Latest update February 8th, 2025 5:56 AM
Oct 04, 2020 News
Demands of environmental permit…
By Kiana Wilburg
Kaieteur News – Whether it is Guyana or one of its regional neighbours, ExxonMobil will have to ensure proper compensation for the damage or loss caused by any unmitigated oil spill from the Payara project which gets underway by 2024. This is one of the key provisions that the People’s Progressive Party/Civic (PPP/C) administration was able to secure during recently concluded negotiations for Payara’s environmental permit.
This clause was specifically outlined under section 13.0 of the permit issued by the Environmental Protection Agency (EPA). The section which deals with Liability for Pollution Damage says at 13.7: “The Permit Holder shall compensate any party who suffers any loss or damage as a result of the attributed project, in accordance with Section 19 (3) (e) of the Environmental Protection Act Cap. 20: 50, Laws of Guyana.”
The permit also goes on to state that ExxonMobil’s subsidiary, Esso Exploration and Production Guyana Limited (EEPGL), its servants and/or agents, shall be held liable jointly and/or severally for environmental damage due to pollution from its activities within Guyana, its territorial waters, contiguous zones, continental margins, continental shelf, and Exclusive Economic Zone, inclusive of damage to the marine environment, biodiversity, protected species and natural habitat.
With respect to the relevant insurance coverage for any possible damage or loss, the permit notes that it has to be in such amount as is customary with international petroleum industry norms. The EPA also made it clear that it reserves the right to request documentary evidence that the insurer is authorized to provide such insurance in the jurisdiction as well as to see evidence of the insurer’s financial strength.
The EPA will also demand to see legally binding documents that EEPGL’s parent company, being ExxonMobil, and its partners in the Stabroek block, being Hess Corporation and CNOOC/NEXEN, will undertake to provide adequate financial resources to ensure all environmental obligations by their subsidiaries will be met.
Since last year, Kaieteur News would have advocated for national discussions as well as for the government to put safeguards for compensation in place especially when one considers the possible reach of an unmitigated oil spill from the Payara project.

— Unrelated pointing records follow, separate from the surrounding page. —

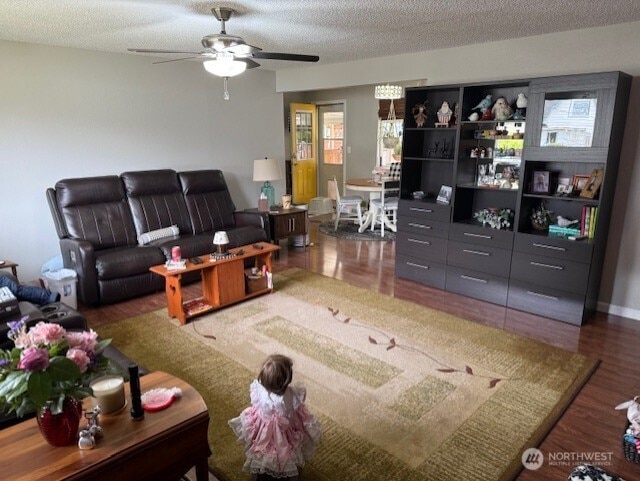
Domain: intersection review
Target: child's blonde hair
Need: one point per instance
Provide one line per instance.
(276, 373)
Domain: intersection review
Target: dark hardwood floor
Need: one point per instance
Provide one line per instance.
(590, 430)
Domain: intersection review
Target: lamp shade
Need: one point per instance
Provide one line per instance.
(224, 65)
(266, 169)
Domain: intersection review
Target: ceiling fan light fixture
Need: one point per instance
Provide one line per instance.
(224, 65)
(388, 92)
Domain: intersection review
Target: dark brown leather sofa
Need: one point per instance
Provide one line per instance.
(99, 221)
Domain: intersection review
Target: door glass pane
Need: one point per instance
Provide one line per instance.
(568, 120)
(304, 135)
(332, 137)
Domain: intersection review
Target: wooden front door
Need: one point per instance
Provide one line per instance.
(303, 152)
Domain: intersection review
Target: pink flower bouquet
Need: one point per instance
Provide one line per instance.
(48, 364)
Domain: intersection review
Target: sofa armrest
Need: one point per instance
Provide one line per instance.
(79, 256)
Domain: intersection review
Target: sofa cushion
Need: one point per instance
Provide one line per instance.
(158, 234)
(95, 209)
(208, 200)
(156, 201)
(127, 261)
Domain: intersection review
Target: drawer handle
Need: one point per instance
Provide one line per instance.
(545, 246)
(418, 209)
(412, 264)
(482, 236)
(474, 279)
(419, 241)
(548, 266)
(477, 253)
(419, 226)
(544, 296)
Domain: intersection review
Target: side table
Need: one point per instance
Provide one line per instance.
(163, 445)
(285, 223)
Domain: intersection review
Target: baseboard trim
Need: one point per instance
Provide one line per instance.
(619, 311)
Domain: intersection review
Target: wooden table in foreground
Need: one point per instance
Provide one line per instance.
(163, 445)
(223, 281)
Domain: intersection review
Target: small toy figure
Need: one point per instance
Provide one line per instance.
(633, 414)
(419, 114)
(444, 114)
(484, 104)
(522, 101)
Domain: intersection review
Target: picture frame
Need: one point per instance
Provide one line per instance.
(540, 182)
(590, 189)
(580, 181)
(444, 196)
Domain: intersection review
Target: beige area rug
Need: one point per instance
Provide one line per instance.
(403, 392)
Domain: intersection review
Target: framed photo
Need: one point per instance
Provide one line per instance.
(590, 189)
(540, 182)
(444, 196)
(580, 181)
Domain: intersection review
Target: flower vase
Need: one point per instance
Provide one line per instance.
(61, 429)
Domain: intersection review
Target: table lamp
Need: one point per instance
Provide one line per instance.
(221, 241)
(266, 170)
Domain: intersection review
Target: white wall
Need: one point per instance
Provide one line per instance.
(75, 113)
(589, 50)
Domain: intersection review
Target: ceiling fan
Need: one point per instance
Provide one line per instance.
(228, 55)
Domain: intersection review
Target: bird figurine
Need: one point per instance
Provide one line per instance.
(419, 114)
(484, 104)
(521, 101)
(444, 113)
(501, 110)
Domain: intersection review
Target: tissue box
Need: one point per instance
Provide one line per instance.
(8, 303)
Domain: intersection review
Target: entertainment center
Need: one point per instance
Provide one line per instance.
(532, 190)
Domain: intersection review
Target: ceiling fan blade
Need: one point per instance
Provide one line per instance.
(242, 49)
(250, 63)
(152, 50)
(285, 56)
(176, 59)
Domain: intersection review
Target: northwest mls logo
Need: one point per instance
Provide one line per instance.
(532, 458)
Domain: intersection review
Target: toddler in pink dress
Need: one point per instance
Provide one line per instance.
(277, 430)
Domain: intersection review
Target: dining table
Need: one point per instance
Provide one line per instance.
(374, 187)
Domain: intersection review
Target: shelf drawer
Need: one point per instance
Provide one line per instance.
(546, 301)
(420, 246)
(414, 225)
(479, 285)
(425, 272)
(550, 272)
(424, 210)
(579, 251)
(478, 235)
(479, 258)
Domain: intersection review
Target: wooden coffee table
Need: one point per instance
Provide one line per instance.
(223, 281)
(163, 445)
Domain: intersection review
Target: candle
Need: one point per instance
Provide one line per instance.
(108, 392)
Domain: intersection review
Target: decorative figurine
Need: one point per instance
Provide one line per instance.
(521, 101)
(419, 114)
(501, 110)
(484, 104)
(444, 115)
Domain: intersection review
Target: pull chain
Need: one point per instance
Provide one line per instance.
(226, 92)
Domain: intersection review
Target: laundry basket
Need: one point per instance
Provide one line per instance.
(63, 282)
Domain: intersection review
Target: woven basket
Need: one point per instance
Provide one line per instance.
(629, 449)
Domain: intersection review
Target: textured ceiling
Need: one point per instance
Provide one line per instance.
(336, 30)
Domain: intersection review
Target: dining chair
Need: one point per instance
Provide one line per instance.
(348, 207)
(385, 208)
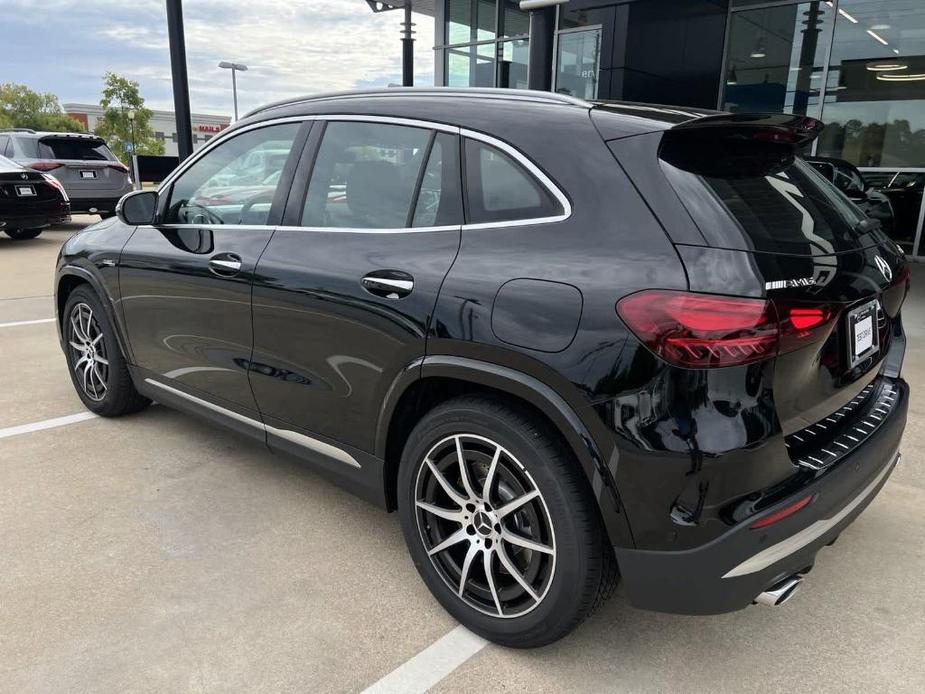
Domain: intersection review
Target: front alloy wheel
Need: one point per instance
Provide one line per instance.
(485, 525)
(97, 368)
(88, 352)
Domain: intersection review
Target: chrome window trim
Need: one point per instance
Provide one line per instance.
(537, 173)
(439, 92)
(508, 149)
(346, 230)
(216, 141)
(295, 437)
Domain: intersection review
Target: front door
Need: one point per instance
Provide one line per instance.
(186, 281)
(344, 291)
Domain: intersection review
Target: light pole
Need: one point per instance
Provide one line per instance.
(131, 120)
(234, 67)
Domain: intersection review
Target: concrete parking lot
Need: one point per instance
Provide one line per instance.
(158, 553)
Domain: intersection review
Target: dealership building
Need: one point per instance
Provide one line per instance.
(163, 123)
(858, 65)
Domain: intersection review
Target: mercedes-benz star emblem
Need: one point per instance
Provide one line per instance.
(482, 523)
(884, 268)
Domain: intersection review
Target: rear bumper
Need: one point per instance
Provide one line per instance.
(34, 218)
(94, 204)
(727, 573)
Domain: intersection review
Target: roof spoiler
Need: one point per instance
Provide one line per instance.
(783, 128)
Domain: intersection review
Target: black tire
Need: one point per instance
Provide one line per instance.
(117, 395)
(22, 234)
(583, 573)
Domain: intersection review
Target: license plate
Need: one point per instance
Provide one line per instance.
(863, 336)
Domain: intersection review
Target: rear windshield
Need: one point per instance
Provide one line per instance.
(84, 150)
(760, 196)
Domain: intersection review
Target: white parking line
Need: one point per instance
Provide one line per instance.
(431, 665)
(46, 424)
(26, 322)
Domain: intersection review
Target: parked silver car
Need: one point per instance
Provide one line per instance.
(90, 173)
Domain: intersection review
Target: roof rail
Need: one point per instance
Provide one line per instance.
(446, 92)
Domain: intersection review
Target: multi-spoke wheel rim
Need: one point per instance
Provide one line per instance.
(88, 352)
(485, 525)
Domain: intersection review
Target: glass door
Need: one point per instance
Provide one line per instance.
(578, 62)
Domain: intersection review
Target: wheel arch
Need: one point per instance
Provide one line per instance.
(435, 379)
(70, 277)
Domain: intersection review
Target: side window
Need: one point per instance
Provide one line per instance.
(235, 182)
(439, 200)
(500, 190)
(365, 176)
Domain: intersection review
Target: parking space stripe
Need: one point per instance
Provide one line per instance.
(431, 665)
(46, 424)
(26, 322)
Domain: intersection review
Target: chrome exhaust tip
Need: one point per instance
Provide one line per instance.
(779, 593)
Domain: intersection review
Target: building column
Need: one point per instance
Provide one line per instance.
(542, 39)
(407, 49)
(179, 78)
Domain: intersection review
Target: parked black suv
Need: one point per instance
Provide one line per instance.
(565, 341)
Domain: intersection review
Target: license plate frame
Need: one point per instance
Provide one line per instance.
(863, 333)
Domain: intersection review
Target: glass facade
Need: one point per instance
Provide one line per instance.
(858, 65)
(578, 63)
(487, 44)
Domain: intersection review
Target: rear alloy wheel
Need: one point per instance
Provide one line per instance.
(98, 369)
(501, 522)
(23, 234)
(492, 541)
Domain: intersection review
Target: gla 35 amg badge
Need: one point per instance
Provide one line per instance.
(411, 324)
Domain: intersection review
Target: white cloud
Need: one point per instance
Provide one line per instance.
(291, 48)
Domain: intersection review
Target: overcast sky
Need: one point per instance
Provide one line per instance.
(292, 47)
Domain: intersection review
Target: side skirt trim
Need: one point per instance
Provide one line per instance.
(295, 437)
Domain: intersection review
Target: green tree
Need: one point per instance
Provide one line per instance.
(20, 107)
(121, 100)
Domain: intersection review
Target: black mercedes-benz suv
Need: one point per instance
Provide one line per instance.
(568, 342)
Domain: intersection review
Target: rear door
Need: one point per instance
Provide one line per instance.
(345, 290)
(186, 281)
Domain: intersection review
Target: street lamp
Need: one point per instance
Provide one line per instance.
(131, 120)
(234, 67)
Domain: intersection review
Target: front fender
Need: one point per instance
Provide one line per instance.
(87, 272)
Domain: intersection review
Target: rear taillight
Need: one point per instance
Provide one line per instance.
(45, 165)
(708, 331)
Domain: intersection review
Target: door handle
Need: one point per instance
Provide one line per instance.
(390, 284)
(225, 264)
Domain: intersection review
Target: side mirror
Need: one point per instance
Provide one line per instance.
(138, 207)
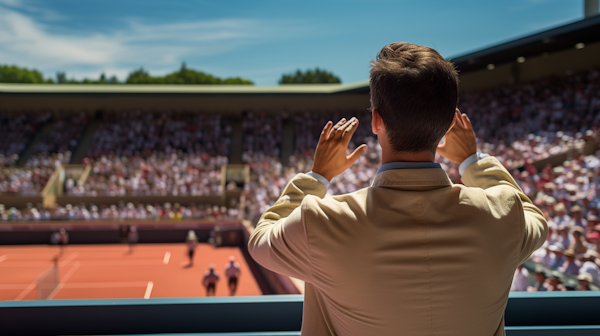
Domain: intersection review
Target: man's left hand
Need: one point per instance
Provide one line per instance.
(330, 155)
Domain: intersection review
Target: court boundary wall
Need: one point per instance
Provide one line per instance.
(549, 313)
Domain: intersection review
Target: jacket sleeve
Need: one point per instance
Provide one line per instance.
(489, 173)
(280, 242)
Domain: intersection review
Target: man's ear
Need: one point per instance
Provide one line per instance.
(454, 120)
(376, 122)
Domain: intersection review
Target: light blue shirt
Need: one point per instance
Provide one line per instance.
(411, 165)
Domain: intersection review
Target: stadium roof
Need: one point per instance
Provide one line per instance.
(183, 89)
(563, 37)
(560, 38)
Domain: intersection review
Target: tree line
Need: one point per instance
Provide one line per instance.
(185, 75)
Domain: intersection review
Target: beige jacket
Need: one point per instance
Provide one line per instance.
(414, 254)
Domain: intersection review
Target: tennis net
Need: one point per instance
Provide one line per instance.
(48, 282)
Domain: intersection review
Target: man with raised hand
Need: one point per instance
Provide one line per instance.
(414, 254)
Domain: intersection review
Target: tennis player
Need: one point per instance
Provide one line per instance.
(211, 277)
(191, 242)
(232, 271)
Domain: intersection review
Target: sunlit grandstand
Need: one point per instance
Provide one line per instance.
(98, 160)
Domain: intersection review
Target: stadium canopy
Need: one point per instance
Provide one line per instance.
(560, 38)
(182, 89)
(586, 31)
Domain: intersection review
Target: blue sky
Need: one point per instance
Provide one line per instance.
(258, 40)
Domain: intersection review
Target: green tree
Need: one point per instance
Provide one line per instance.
(15, 74)
(316, 76)
(183, 76)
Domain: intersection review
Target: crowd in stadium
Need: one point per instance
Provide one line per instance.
(120, 211)
(569, 197)
(17, 129)
(176, 174)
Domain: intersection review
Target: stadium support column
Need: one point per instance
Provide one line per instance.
(590, 8)
(287, 143)
(237, 136)
(515, 72)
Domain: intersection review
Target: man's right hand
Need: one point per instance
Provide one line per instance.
(460, 140)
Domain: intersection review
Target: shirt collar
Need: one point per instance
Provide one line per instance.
(407, 165)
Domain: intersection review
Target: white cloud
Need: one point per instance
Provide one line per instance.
(27, 42)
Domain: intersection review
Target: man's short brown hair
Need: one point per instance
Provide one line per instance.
(415, 91)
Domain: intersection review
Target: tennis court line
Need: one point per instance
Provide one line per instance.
(26, 291)
(120, 262)
(105, 284)
(63, 280)
(84, 285)
(149, 290)
(14, 286)
(69, 259)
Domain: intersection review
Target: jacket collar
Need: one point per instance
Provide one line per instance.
(407, 165)
(412, 179)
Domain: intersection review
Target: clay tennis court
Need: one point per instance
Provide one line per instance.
(110, 272)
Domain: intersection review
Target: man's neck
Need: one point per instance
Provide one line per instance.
(388, 156)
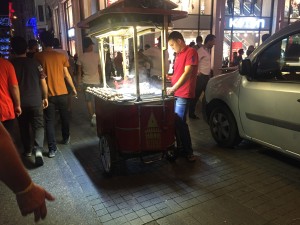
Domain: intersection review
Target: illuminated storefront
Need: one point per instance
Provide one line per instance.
(245, 23)
(292, 10)
(70, 27)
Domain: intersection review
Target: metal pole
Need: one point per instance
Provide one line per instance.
(164, 48)
(136, 66)
(124, 57)
(101, 53)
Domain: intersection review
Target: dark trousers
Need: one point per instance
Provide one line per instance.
(230, 7)
(10, 126)
(183, 136)
(59, 103)
(200, 87)
(31, 122)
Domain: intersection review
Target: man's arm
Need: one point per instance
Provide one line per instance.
(15, 93)
(69, 80)
(30, 197)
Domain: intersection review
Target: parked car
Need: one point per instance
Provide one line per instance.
(261, 100)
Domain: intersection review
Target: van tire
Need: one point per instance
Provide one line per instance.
(223, 127)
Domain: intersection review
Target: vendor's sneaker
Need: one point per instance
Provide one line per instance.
(52, 153)
(39, 160)
(93, 120)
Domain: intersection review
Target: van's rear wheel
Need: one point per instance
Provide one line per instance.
(223, 127)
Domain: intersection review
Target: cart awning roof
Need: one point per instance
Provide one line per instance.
(124, 13)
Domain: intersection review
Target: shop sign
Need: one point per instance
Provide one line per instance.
(247, 23)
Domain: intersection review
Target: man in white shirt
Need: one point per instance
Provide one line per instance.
(204, 72)
(154, 56)
(89, 70)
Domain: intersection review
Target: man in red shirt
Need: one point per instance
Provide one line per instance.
(183, 88)
(10, 104)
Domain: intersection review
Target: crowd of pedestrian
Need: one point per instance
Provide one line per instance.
(35, 85)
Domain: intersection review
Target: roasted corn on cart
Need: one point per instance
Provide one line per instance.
(140, 120)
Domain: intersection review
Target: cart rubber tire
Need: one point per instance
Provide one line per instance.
(107, 153)
(223, 127)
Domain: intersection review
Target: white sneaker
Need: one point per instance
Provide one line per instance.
(39, 161)
(93, 120)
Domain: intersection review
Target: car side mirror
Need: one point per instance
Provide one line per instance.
(245, 67)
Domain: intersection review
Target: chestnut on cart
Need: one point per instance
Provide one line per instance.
(135, 118)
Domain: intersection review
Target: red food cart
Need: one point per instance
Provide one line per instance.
(140, 120)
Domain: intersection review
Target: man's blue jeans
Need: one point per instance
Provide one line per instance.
(182, 129)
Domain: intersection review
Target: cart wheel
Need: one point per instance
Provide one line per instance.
(107, 153)
(172, 153)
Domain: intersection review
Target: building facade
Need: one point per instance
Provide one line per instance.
(236, 23)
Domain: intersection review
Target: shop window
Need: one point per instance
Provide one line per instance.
(280, 62)
(248, 7)
(41, 15)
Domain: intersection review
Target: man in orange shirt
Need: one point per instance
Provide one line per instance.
(55, 65)
(10, 104)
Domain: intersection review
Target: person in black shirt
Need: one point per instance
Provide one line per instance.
(33, 92)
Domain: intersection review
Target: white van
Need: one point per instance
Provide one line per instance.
(261, 100)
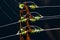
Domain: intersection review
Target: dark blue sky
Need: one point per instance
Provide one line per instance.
(9, 13)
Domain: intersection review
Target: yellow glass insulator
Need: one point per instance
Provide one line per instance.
(21, 6)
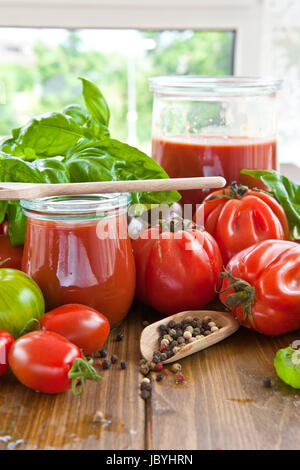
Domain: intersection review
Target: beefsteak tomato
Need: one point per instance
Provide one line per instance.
(49, 363)
(176, 269)
(6, 341)
(81, 325)
(261, 286)
(238, 217)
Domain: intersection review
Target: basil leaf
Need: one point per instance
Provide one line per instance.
(286, 192)
(14, 169)
(78, 113)
(95, 102)
(49, 134)
(111, 160)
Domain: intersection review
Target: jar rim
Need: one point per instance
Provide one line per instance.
(217, 85)
(79, 204)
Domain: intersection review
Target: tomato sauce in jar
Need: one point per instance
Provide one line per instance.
(211, 156)
(78, 250)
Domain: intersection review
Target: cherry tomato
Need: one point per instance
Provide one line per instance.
(6, 340)
(12, 253)
(47, 362)
(81, 325)
(262, 287)
(241, 218)
(176, 270)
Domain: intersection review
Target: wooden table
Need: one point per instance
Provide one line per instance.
(222, 405)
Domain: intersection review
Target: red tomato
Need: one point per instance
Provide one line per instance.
(176, 270)
(6, 340)
(47, 362)
(14, 254)
(265, 292)
(242, 219)
(81, 325)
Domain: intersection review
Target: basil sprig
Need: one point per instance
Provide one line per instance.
(73, 146)
(286, 192)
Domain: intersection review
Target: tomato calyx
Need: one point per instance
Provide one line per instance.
(32, 325)
(178, 224)
(81, 371)
(243, 295)
(235, 191)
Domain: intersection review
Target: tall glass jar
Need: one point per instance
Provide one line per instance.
(78, 250)
(209, 126)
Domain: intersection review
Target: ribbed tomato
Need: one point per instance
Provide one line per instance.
(6, 341)
(262, 287)
(176, 270)
(20, 300)
(238, 217)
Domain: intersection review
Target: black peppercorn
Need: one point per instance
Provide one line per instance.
(102, 353)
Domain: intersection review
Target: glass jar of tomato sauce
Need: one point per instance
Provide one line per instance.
(214, 126)
(78, 250)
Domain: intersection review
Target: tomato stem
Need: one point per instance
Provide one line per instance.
(244, 295)
(81, 371)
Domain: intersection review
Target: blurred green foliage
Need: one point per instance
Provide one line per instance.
(50, 83)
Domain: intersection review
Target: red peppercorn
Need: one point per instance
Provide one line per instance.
(180, 377)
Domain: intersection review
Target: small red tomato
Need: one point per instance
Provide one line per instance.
(6, 340)
(13, 254)
(49, 363)
(81, 325)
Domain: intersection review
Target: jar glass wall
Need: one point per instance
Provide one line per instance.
(77, 249)
(214, 126)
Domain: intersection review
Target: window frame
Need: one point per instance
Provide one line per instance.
(245, 17)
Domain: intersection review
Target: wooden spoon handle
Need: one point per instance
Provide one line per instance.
(17, 191)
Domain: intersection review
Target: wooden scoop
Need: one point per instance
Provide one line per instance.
(16, 191)
(150, 335)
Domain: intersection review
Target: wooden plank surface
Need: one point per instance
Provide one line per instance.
(65, 422)
(222, 405)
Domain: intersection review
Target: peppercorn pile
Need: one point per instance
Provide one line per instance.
(174, 336)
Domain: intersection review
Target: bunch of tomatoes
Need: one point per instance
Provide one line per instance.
(242, 252)
(237, 246)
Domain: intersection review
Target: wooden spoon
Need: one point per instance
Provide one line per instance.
(150, 334)
(16, 191)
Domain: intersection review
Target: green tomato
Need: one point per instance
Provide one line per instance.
(287, 365)
(20, 300)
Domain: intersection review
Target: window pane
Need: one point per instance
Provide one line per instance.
(38, 70)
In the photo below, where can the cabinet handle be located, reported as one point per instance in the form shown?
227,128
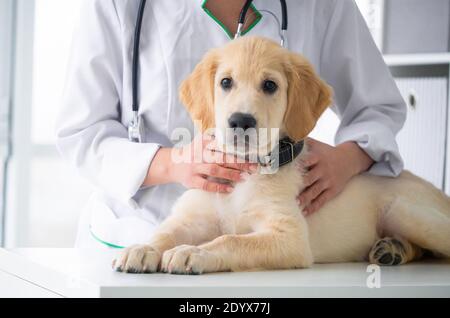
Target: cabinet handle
412,100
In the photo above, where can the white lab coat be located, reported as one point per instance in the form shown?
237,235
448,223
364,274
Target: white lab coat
96,110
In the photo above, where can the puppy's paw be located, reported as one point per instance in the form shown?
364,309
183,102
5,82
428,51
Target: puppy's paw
388,251
189,260
137,259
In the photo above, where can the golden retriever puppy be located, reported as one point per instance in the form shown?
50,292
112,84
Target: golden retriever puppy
388,221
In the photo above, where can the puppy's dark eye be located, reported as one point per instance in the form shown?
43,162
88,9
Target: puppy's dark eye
269,87
227,83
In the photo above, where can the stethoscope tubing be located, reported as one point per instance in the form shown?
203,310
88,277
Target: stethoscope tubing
135,128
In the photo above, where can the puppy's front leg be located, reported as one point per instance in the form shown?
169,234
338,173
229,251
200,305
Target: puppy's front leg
276,247
193,221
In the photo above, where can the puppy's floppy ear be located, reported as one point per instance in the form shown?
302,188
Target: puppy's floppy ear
197,91
308,97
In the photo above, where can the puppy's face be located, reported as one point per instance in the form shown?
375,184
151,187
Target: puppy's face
253,87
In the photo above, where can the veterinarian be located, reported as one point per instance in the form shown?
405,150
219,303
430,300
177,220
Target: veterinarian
137,183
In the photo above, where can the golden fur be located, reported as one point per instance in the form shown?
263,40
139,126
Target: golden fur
259,225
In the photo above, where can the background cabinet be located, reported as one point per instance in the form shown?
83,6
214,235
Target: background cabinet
423,80
422,139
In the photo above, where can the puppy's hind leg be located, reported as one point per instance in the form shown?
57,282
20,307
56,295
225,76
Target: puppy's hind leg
416,225
394,251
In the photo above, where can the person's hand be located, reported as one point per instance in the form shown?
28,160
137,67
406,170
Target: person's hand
328,169
198,166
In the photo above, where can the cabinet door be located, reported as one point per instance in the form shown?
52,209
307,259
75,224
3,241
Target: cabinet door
422,140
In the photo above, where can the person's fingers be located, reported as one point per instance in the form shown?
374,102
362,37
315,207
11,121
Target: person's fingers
210,186
311,193
312,176
231,162
214,170
318,203
310,160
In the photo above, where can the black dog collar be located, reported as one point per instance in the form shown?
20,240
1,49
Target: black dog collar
285,153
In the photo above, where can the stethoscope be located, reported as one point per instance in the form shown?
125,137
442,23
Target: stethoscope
136,127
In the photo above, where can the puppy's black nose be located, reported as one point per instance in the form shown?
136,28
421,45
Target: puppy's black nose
241,120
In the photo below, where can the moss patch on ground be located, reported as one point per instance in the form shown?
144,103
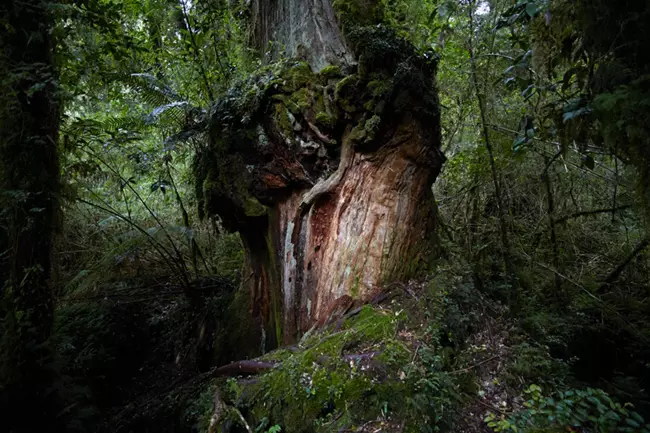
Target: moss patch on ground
378,367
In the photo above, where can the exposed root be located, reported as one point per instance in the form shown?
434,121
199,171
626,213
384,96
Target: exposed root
328,185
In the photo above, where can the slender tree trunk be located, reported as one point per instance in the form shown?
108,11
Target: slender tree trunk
503,225
29,176
338,174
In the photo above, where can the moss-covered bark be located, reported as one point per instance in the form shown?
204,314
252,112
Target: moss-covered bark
327,176
29,179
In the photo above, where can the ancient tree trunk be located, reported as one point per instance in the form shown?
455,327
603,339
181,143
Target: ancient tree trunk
325,165
29,174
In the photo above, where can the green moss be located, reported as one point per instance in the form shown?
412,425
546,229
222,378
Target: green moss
326,120
253,208
372,127
331,71
296,77
282,120
302,99
345,92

These calls were premised on revelations contained in EEPGL’s Environmental Impact Assessment (EIA) for Payara. This document states that while EEPGL would be taking all precautions, there is a possibility for an oil spill to occur in a number of scenarios. One instance that was considered indicated that an unmitigated oil spill from the Payara field could affect many of Guyana’s neighbours including Trinidad and Tobago, Aruba, Bonaire, Curaçao; the southern Lesser Antilles; and the Greater Antilles.
The EIA in particular notes that an unmitigated oil spill from a loss-of-well-control during the December-May season would take a west-northwesterly route through the Gulf of Paria and across the southern edge of the Caribbean Sea.
Comparatively strong easterly winds in the December−May season would expose the northern coast of South America and the southern Lesser Antilles to the bulk of shoreline oiling risk. It was further noted that an equivalent spill during the June–November season would be exposed to lower wind speeds, allowing the surface oil to be transported to the north of Trinidad and Tobago and swept into the Caribbean Sea.
The EIA states that the plume would track slightly more to the north, across the central Caribbean Sea and the central and southern portions of the Lesser Antilles, to the Greater Antilles.
Significantly, the EIA notes that due to its location at the southern end of the Lesser Antilles, Trinidad and Tobago is the only island that would have the potential to be affected by the trans-boundary effects of any unmitigated loss-of-well-control event, regardless of season.
It states that the probability of oiling at least a portion of the coast of Trinidad and Tobago and/or its coastal waters is approximately 90 to 100 percent for any of the unmitigated loss-of-well-control event scenarios.
With the exception of the Gulf of Venezuela, oil spill modelling indicates a five to 60 percent probability of surface oil reaching the Venezuelan coastal zone, depending on location and season.
Further, it was outlined in the report that Venezuela has numerous marine turtle nesting beaches, mangroves, important bird areas, coral reefs, and shallow coastal lagoons that would be at risk of oiling. As for Trinidad, it was noted that there are numerous fishing areas which could be impacted by a large spill from a loss-of-well-control event.
Additionally, the EIA notes that the economies of Aruba, Bonaire, and Curaçao are dependent on tourism to varying degrees but especially so in Bonaire, which is known internationally as a destination for recreational diving.
Considering this, the EIA states that an oil spill would have economic effects but the extent of this would depend to a large degree on the scale of the spill and how rapidly they would recover.